За день до того, как погода начала наконец исправляться, мы с ней сидели у камина, и госпожа попросила меня почитать вслух. Однако, едва я принялась читать, она вдруг остановила меня, пожаловавшись на головную боль. Потом она выразила желание обсудить какой-то злободневный вопрос, но быстро потеряла интерес к разговору, с раздраженным вздохом упала на приоконный диванчик, и мне пришлось полчаса ждать от нее дальнейших распоряжений, пока она задумчиво смотрела за мокнущий под дождем парк, на расплывчатую серую полосу западного леса вдали.
Я взяла иголку с ниткой и принялась за работу, отложенную немногим раньше, но краем глаза поминутно поглядывала на миледи, погруженную в безрадостные раздумья. Какие муки вины и страха скрывались за этим бесстрастным фасадом? Я привыкла к резким перепадам ее настроения, но сейчас представлялось очевидным, что она пребывает в необычайно сильном смятении.
Незадолго до четырех часов госпожа внезапно встала и изъявила желание прилечь.

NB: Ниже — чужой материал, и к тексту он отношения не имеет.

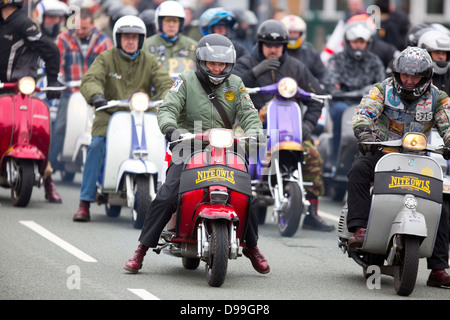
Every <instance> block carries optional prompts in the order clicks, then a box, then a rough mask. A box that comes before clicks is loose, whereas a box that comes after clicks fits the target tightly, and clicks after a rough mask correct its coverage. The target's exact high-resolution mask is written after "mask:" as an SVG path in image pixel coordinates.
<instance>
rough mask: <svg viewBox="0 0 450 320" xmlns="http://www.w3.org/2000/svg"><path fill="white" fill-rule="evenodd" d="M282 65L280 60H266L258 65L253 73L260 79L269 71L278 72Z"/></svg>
mask: <svg viewBox="0 0 450 320" xmlns="http://www.w3.org/2000/svg"><path fill="white" fill-rule="evenodd" d="M280 65H281V62H280V60H278V59H265V60H263V61H261V62H260V63H259V64H258V65H256V66H255V67H253V69H252V72H253V75H254V76H255V77H259V76H260V75H262V74H263V73H265V72H267V71H269V70H276V69H278V67H279V66H280Z"/></svg>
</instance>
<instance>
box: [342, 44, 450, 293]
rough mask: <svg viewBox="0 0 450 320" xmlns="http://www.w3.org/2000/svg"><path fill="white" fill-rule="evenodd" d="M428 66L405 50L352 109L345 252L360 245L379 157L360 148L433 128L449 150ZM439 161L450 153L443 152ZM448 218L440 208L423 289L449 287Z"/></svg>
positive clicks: (406, 50)
mask: <svg viewBox="0 0 450 320" xmlns="http://www.w3.org/2000/svg"><path fill="white" fill-rule="evenodd" d="M432 76H433V65H432V61H431V57H430V55H429V54H428V52H427V51H426V50H424V49H421V48H418V47H408V48H406V49H405V50H404V51H403V52H402V53H401V54H400V55H399V56H398V57H397V58H396V59H395V60H394V63H393V77H390V78H387V79H386V80H384V81H382V82H381V83H376V84H375V85H374V86H373V88H372V90H371V91H370V92H369V94H367V95H366V96H365V97H364V98H363V99H362V100H361V103H360V104H359V105H358V107H357V108H356V113H355V115H354V116H353V130H354V134H355V137H356V138H357V139H358V147H359V149H360V151H361V154H359V155H358V156H357V157H356V158H355V161H354V162H353V165H352V167H351V169H350V171H349V172H348V200H347V204H348V216H347V226H348V229H349V231H350V232H354V235H353V236H352V237H351V238H350V239H349V241H348V245H349V247H350V248H358V247H361V246H362V244H363V243H364V237H365V233H366V227H367V220H368V217H369V209H370V202H371V197H370V185H371V182H372V181H373V178H374V168H375V165H376V163H377V161H378V160H379V159H380V158H381V157H382V156H383V152H382V151H380V150H378V149H376V150H372V148H371V147H370V146H368V145H363V144H362V142H369V141H375V139H379V140H381V141H389V140H396V139H401V138H402V137H403V135H404V134H405V133H407V132H411V131H412V132H421V133H423V134H425V135H426V136H427V137H429V135H430V132H431V129H432V128H433V127H434V126H436V127H437V129H438V131H439V133H440V135H441V136H442V137H443V140H444V143H445V146H446V147H450V130H449V128H450V116H449V115H450V109H449V97H448V95H447V94H446V93H445V92H444V91H440V90H439V89H438V88H437V87H435V86H434V85H433V84H432V80H431V79H432ZM444 158H445V159H449V158H450V152H448V151H447V150H445V151H444ZM448 245H449V244H448V212H447V209H445V207H444V206H442V213H441V220H440V224H439V228H438V235H437V238H436V242H435V247H434V251H433V255H432V256H431V257H430V258H429V259H428V260H427V262H428V268H429V269H432V271H431V273H430V276H429V278H428V281H427V285H429V286H435V287H441V286H447V287H448V286H450V276H449V275H448V274H447V273H446V272H445V269H447V268H448V267H449V266H448Z"/></svg>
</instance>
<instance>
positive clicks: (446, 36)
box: [417, 29, 450, 74]
mask: <svg viewBox="0 0 450 320" xmlns="http://www.w3.org/2000/svg"><path fill="white" fill-rule="evenodd" d="M417 46H418V47H420V48H423V49H426V50H427V51H428V53H430V54H431V52H432V51H446V52H447V60H446V61H433V68H434V72H436V74H445V73H447V71H448V67H449V61H450V37H449V36H448V35H447V34H446V33H444V32H443V31H441V30H434V29H430V30H429V31H426V32H425V33H423V34H422V35H421V36H420V38H419V42H418V43H417Z"/></svg>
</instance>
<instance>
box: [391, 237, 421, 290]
mask: <svg viewBox="0 0 450 320" xmlns="http://www.w3.org/2000/svg"><path fill="white" fill-rule="evenodd" d="M419 250H420V240H419V238H417V237H413V236H405V237H404V238H403V250H401V251H400V252H399V253H398V257H397V261H396V263H395V264H396V267H395V269H394V288H395V292H397V294H398V295H399V296H409V295H410V294H411V293H412V292H413V290H414V287H415V285H416V279H417V271H418V269H419Z"/></svg>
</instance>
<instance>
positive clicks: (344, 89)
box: [324, 20, 386, 156]
mask: <svg viewBox="0 0 450 320" xmlns="http://www.w3.org/2000/svg"><path fill="white" fill-rule="evenodd" d="M372 40H373V31H372V30H371V29H370V28H369V26H368V25H367V22H366V21H365V20H362V21H354V22H350V23H348V24H347V25H346V29H345V33H344V51H342V52H339V53H337V54H335V55H333V56H332V57H331V58H330V60H329V63H328V67H327V73H326V77H325V78H324V85H325V87H326V90H327V91H328V92H330V93H331V94H332V95H338V94H339V93H341V92H351V91H356V90H362V89H363V88H365V87H366V86H369V85H372V84H373V83H376V82H379V81H382V80H383V79H384V78H385V77H386V75H385V71H384V65H383V63H382V62H381V60H380V58H379V57H378V56H376V55H375V54H374V53H372V52H371V49H370V47H371V45H372ZM352 103H357V101H355V99H349V98H345V99H339V98H336V97H334V98H333V101H332V103H331V105H330V116H331V119H332V121H333V146H332V147H333V152H332V154H333V155H335V156H337V154H338V151H339V144H340V140H341V139H340V136H341V125H342V114H343V113H344V111H345V110H346V109H347V108H348V107H349V106H350V105H351V104H352Z"/></svg>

— Будьте добры, Алиса, выньте у меня шпильки из прически, — сказала она, направляясь к спальне.
Я отложила работу, проследовала за ней к туалетному столику и начала распускать ее длинные черные волосы.
— Ах, Алиса, — вздохнула она. — В каком ужасном мире мы живем!

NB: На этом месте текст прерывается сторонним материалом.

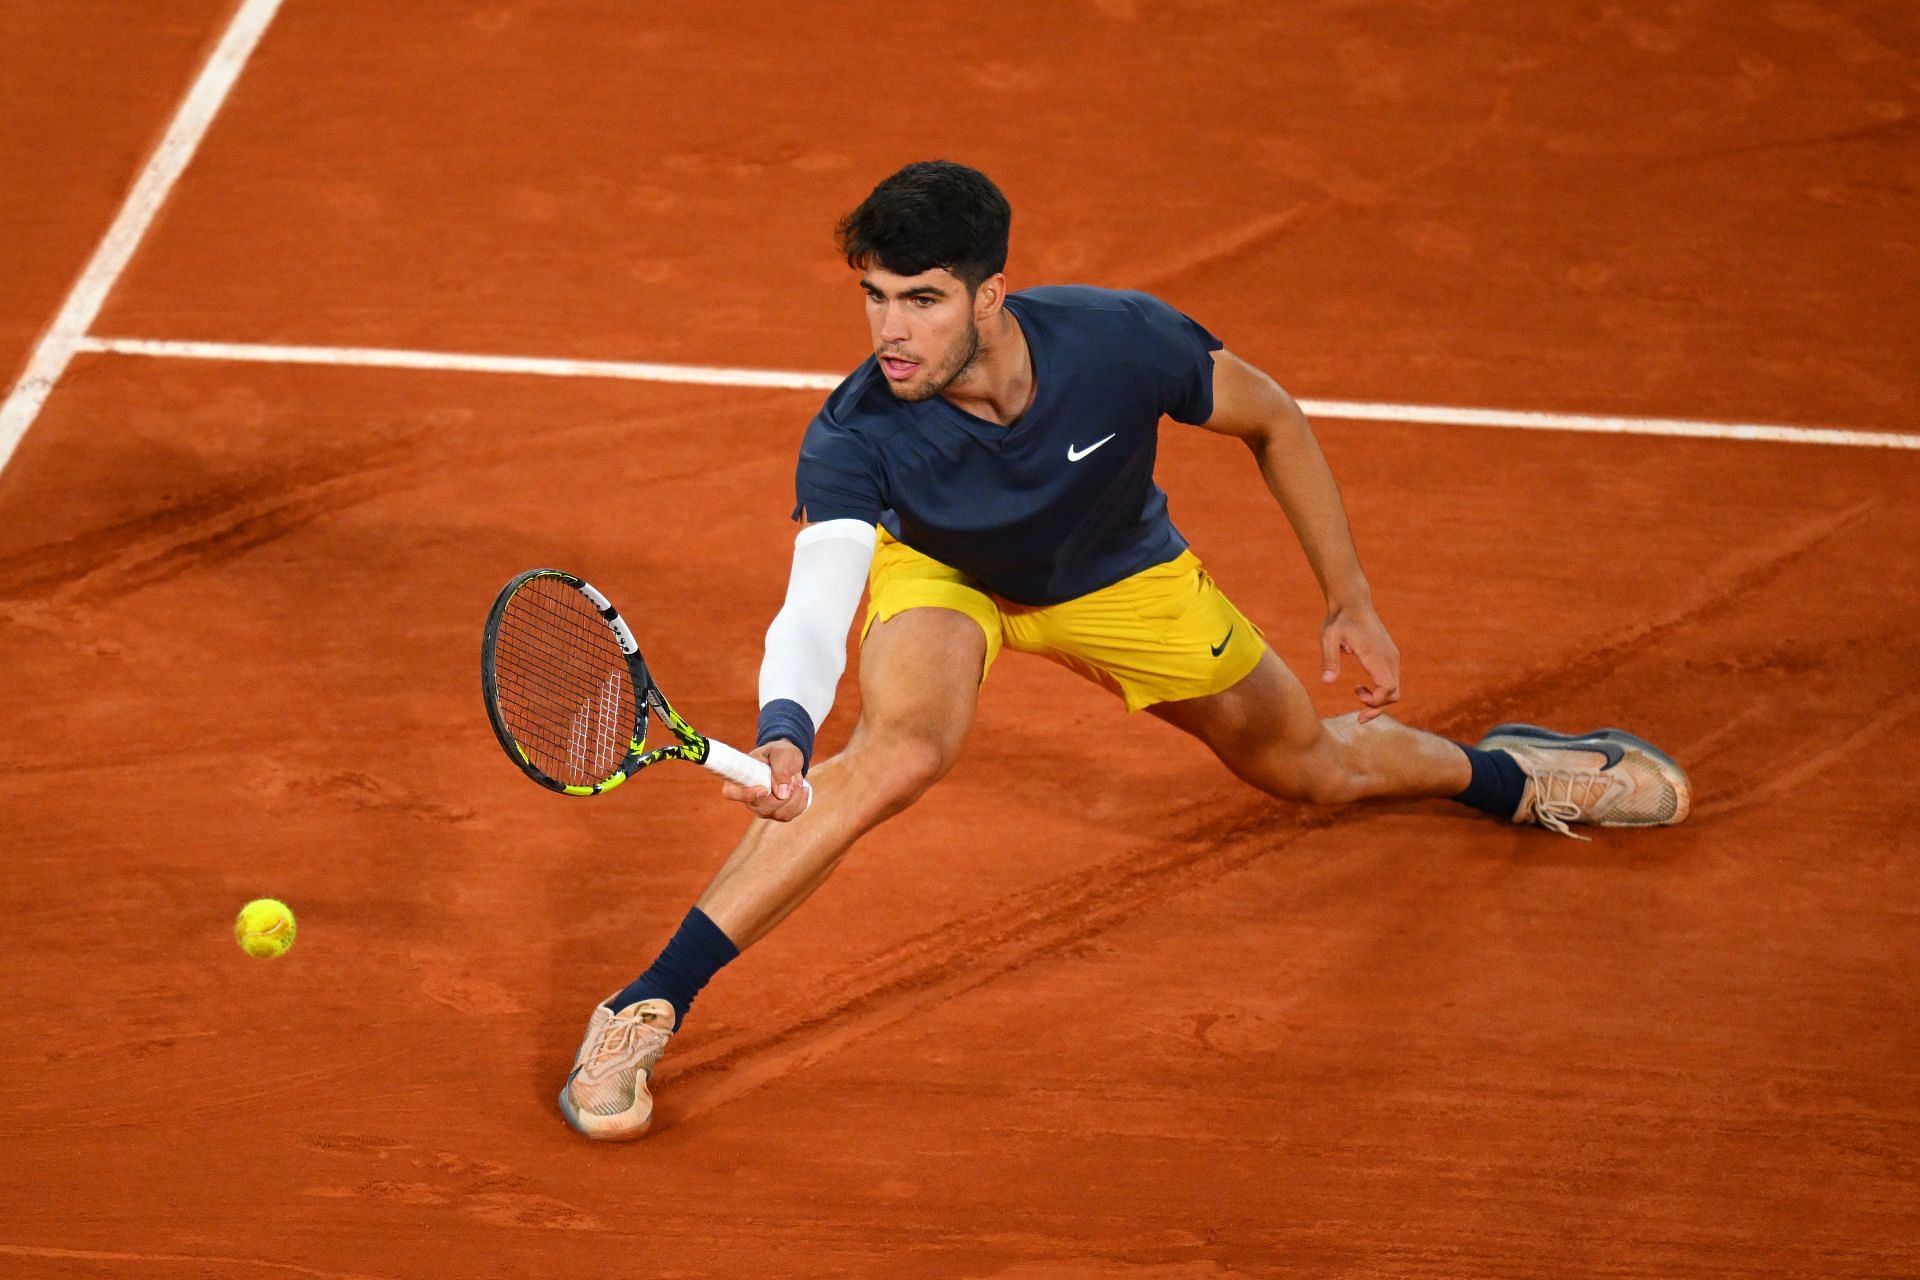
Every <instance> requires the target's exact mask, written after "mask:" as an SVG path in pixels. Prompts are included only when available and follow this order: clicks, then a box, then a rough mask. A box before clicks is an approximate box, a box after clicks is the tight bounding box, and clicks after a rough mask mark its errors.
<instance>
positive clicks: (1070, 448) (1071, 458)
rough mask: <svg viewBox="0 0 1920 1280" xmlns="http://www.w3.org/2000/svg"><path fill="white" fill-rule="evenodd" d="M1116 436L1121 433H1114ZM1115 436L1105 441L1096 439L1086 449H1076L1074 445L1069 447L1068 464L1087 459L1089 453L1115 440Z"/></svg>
mask: <svg viewBox="0 0 1920 1280" xmlns="http://www.w3.org/2000/svg"><path fill="white" fill-rule="evenodd" d="M1114 436H1119V432H1114ZM1114 436H1106V438H1104V439H1096V441H1092V443H1091V445H1087V447H1085V449H1075V447H1073V445H1068V462H1079V461H1081V459H1083V457H1087V455H1089V453H1092V451H1094V449H1098V447H1100V445H1104V443H1106V441H1108V439H1114Z"/></svg>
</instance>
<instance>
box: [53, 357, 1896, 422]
mask: <svg viewBox="0 0 1920 1280" xmlns="http://www.w3.org/2000/svg"><path fill="white" fill-rule="evenodd" d="M75 349H79V351H102V353H113V355H150V357H171V359H194V361H255V363H267V365H348V367H367V368H444V370H455V372H484V374H534V376H543V378H618V380H628V382H689V384H697V386H747V388H787V390H799V391H831V390H833V388H837V386H839V384H841V378H843V374H806V372H789V370H778V368H710V367H705V365H637V363H628V361H566V359H545V357H536V355H461V353H453V351H396V349H388V347H284V345H261V344H246V342H156V340H148V338H81V340H77V342H75ZM1300 407H1302V409H1306V411H1308V415H1309V416H1315V418H1352V420H1359V422H1423V424H1436V426H1503V428H1517V430H1536V432H1605V434H1615V436H1692V438H1699V439H1768V441H1780V443H1797V445H1851V447H1857V449H1859V447H1864V449H1920V436H1903V434H1897V432H1855V430H1841V428H1832V426H1782V424H1772V422H1701V420H1692V418H1619V416H1596V415H1580V413H1524V411H1515V409H1452V407H1442V405H1371V403H1359V401H1344V399H1304V401H1300Z"/></svg>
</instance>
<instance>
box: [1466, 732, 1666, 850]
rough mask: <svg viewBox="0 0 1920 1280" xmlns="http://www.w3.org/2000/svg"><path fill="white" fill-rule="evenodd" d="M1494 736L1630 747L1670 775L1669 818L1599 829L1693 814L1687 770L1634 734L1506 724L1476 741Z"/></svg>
mask: <svg viewBox="0 0 1920 1280" xmlns="http://www.w3.org/2000/svg"><path fill="white" fill-rule="evenodd" d="M1496 737H1519V739H1532V741H1536V743H1555V745H1561V747H1576V745H1580V743H1592V741H1594V739H1601V741H1607V743H1615V745H1617V747H1632V748H1634V750H1644V752H1645V754H1649V756H1653V758H1655V760H1659V762H1661V766H1665V768H1667V770H1668V773H1670V775H1672V779H1670V781H1672V787H1674V796H1676V808H1674V816H1672V818H1668V819H1667V821H1659V823H1611V821H1603V823H1596V825H1599V827H1642V825H1647V827H1672V825H1674V823H1678V821H1684V819H1686V816H1688V814H1692V812H1693V779H1692V777H1688V771H1686V770H1684V768H1680V762H1678V760H1674V758H1672V756H1668V754H1667V752H1665V750H1661V748H1659V747H1655V745H1653V743H1649V741H1647V739H1644V737H1640V735H1636V733H1628V731H1626V729H1594V731H1592V733H1553V729H1542V727H1540V725H1521V723H1507V725H1494V727H1492V729H1488V731H1486V735H1484V737H1482V739H1480V743H1488V741H1492V739H1496Z"/></svg>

По лицу миледи я поняла, что она не ждет ответа на свое замечание, а потому молча продолжала расшпиливать и расчесывать ей волосы.

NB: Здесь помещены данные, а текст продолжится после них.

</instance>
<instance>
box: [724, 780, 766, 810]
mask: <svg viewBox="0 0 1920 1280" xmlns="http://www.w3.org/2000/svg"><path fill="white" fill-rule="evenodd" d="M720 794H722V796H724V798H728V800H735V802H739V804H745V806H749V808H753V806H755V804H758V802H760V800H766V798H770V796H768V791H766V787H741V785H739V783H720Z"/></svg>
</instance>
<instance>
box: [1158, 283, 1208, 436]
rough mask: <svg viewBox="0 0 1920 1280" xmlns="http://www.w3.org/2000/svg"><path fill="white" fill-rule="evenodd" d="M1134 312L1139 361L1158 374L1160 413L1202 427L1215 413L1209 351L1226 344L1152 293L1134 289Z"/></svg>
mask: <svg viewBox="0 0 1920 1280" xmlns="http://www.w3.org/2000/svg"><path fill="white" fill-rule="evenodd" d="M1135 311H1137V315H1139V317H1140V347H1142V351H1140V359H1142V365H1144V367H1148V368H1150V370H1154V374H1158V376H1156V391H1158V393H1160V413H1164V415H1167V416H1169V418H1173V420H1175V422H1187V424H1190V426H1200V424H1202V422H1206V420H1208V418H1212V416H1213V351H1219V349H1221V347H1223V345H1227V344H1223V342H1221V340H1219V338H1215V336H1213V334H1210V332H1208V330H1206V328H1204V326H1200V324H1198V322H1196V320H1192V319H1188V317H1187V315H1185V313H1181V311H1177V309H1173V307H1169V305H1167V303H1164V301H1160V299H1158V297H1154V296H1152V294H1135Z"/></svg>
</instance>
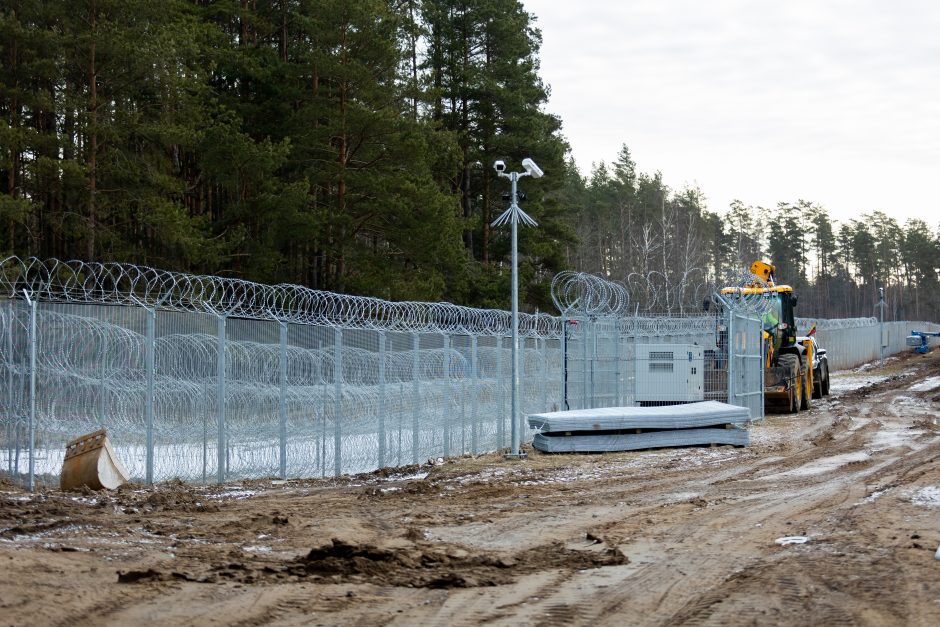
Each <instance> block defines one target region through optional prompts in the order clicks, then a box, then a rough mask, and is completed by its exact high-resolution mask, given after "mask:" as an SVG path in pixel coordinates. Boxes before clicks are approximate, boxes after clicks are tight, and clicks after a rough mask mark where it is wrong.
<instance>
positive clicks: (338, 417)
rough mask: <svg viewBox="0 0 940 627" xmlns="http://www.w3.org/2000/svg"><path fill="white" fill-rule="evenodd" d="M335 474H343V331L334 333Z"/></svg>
mask: <svg viewBox="0 0 940 627" xmlns="http://www.w3.org/2000/svg"><path fill="white" fill-rule="evenodd" d="M333 340H334V343H333V386H334V389H333V474H334V476H336V477H338V476H340V475H341V474H343V331H342V329H335V330H334V331H333Z"/></svg>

— Как долго вы уже служите здесь, Алиса? — спросила она.
— Три месяца и шесть дней, миледи.
— Три месяца и шесть дней! До чего же вы любите точность! Несомненно, часы и минуты вы тоже сочли.
— Нет, миледи. Но я педантична в подобных вопросах.
Наши взгляды встречаются в зеркале, и на кратчайший миг мне кажется, что она меня раскусила. Но потом она отводит глаза, берет серебряное зеркальце и с безразличным видом принимается разглядывать свои брови.
— Вы настоящее сокровище, Алиса, невзирая на отдельные погрешности в части пунктуальности.
Она слегка улыбается мне, и я с напускной скромностью улыбаюсь в ответ.